Figure 11

Administration of PAR1 or PAR2 antagonist significantly attenuated the hypertrophic effects of intra-cardiac Ad-KLK8 gene delivery in vivo.

Adenovirus particles containing KLK8 or control vector were administered to rats by intra-cardiac injection into the anterior wall of left ventricular. Rats injected by Ad-KLK8 were then treated by selective PAR1 antagonist RWJ56110 (1 mg/kg/day, i.p.) or PAR2 antagonist FSLLRY-NH2 (1 mg/kg/day, i.p.).
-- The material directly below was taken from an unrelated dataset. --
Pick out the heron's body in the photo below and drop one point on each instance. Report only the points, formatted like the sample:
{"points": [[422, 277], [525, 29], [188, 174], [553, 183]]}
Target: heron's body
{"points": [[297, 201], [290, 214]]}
Two weeks after intra-cardiac injection of Ad-KLK8 and Ad-control, experimental animals were used for measurements of cardiac hypertrophic markers (A–C) and cross-sectional area (D,E). (A–C) mRNA level of cardiac hypertrophic markers ANP (A), BNP (B) and Myh7(C) in the anterior wall of LV was determined by quantitative real-time RT-PCR. (D) WGA staining was performed on transverse sections of the anterior wall of LV. (E) Mean cardiomyocyte cross-sectional area was quantified using the Image-J cell area measurement software. Six rats were analyzed for each group and 30 to 40 cardiomyocytes were measured per rat (n = 200 cells/group). Scale bar: 50 μm. *P < 0.05, **P < 0.01 vs Ad-vector; ^#P < 0.05, ^##P < 0.01 vs Ad-KLK8.